From an earlier post on sitting too much:

It’s not just mental health. There’s a long list of physical problems associated with sitting too much:

    • Large leg and butt muscle weakening, which can result in more falls and strains
    • Bowel dysfunction
    • Weight gain and metabolic syndrome
    • Back and hip joint compression and degeneration
    • Varicose veins and deep vein thrombosis (clots)
    • Neck and shoulder pain
    • Cancer, e.g., lung, uterine, colon
    • Diabetes, 112% higher risk for sitters
    • Heart disease, 147% higher risk for sitters

Yikes. And what am I doing right now? Yeah, I’m sitting, which is how I love to write, with the laptop, well…on my lap.

There is something about sitting that I love. Rafael Leonardo (my Havanese puppy) doesn’t sit like I do. Only when he wants something. Then. He sits and stares to make it happen.

Animals in general don’t sit as much as we do. And why humans like to sit so much was nowhere to be found, not by me anyway, on the internet. So, if any of you know why humans sit so much do tell.

For now, I am just going to guess that sitting helped us to survive and thrive as a species because it’s the best of both worlds between lying down and standing. That is, sitting conserves energy (25%) at the same time that it keeps us upright enough to jump into action a lot quicker and easier than if we were lying down. That’s good but, as with most things, too much of this good thing could become not good at all.

What Are We Doing?

Here are some recent stats: Sedentary jobs have increased by 83% since 1950, and the average person sits 12 hours per day. Yeah, that’s not good. We can do better.

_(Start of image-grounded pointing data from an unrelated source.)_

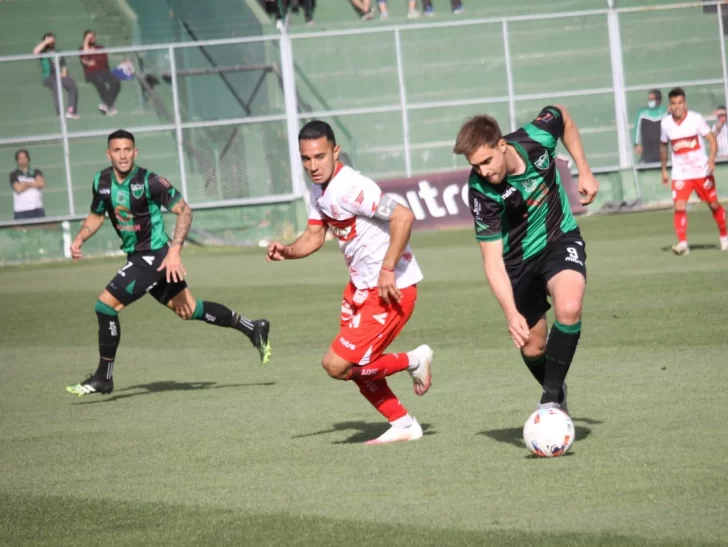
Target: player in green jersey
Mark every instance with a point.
(530, 242)
(133, 198)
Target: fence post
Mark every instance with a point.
(509, 78)
(403, 103)
(178, 122)
(64, 135)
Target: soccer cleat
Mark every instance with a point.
(422, 375)
(681, 248)
(261, 328)
(397, 434)
(92, 385)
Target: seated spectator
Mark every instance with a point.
(27, 184)
(48, 67)
(96, 71)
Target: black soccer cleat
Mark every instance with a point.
(92, 385)
(261, 328)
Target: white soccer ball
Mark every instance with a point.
(548, 433)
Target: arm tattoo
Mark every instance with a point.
(385, 208)
(184, 221)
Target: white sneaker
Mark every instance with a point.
(681, 248)
(396, 434)
(422, 375)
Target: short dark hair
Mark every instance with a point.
(676, 92)
(120, 134)
(317, 129)
(478, 131)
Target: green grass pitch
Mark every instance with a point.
(199, 445)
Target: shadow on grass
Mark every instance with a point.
(362, 431)
(170, 385)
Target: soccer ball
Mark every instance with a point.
(548, 433)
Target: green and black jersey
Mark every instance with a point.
(530, 210)
(135, 207)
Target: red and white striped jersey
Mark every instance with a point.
(347, 209)
(689, 159)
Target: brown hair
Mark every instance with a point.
(476, 132)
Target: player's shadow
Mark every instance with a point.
(363, 431)
(514, 435)
(169, 385)
(698, 247)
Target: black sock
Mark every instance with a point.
(109, 338)
(560, 350)
(536, 365)
(222, 316)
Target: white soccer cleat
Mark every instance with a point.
(422, 375)
(397, 434)
(681, 248)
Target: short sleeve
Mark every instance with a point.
(362, 198)
(487, 216)
(663, 133)
(314, 213)
(162, 192)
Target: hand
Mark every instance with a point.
(518, 328)
(276, 252)
(76, 253)
(588, 187)
(387, 286)
(173, 263)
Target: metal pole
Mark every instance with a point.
(721, 29)
(403, 103)
(509, 77)
(64, 135)
(291, 102)
(178, 121)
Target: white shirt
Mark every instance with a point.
(347, 208)
(689, 160)
(31, 199)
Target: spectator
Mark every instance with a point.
(48, 67)
(96, 71)
(647, 128)
(721, 131)
(457, 7)
(27, 184)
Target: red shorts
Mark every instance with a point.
(368, 325)
(704, 187)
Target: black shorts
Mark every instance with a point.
(530, 278)
(140, 276)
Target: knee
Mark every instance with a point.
(334, 369)
(569, 312)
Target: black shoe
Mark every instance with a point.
(261, 328)
(92, 385)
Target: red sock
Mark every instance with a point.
(719, 217)
(377, 392)
(385, 366)
(681, 225)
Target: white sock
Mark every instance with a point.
(403, 422)
(414, 361)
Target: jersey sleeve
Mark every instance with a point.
(487, 216)
(362, 198)
(547, 127)
(162, 192)
(314, 213)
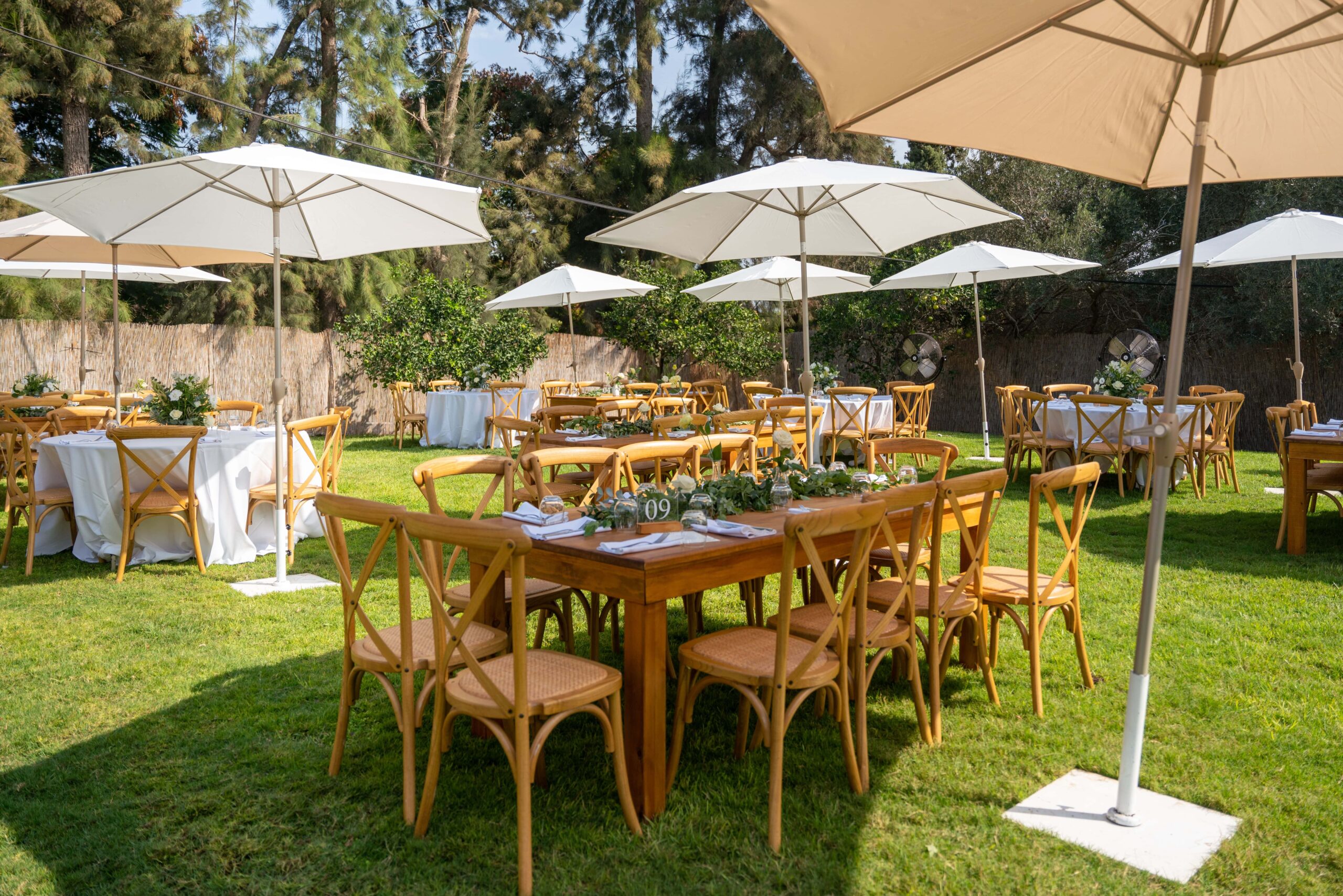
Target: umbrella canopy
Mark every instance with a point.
(780, 280)
(46, 238)
(1145, 92)
(264, 198)
(569, 285)
(1287, 237)
(805, 206)
(975, 262)
(143, 274)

Even justsstand.org, and Ergotron site, wants us to not just use their standing desks but to get walking too, but they make the point that even if people have walking meetings, let’s say, this doesn’t prevent them from also sitting way too much. In other words, there is plenty of time in the day to take walks and also still sit too much.

Unless…we go with what The Mayo Clinic suggests, which is standing up every 30 minutes no matter what. Whether we are watching TV, taking a call, meeting with someone, or doing nothing much at all: Just. Get. Up.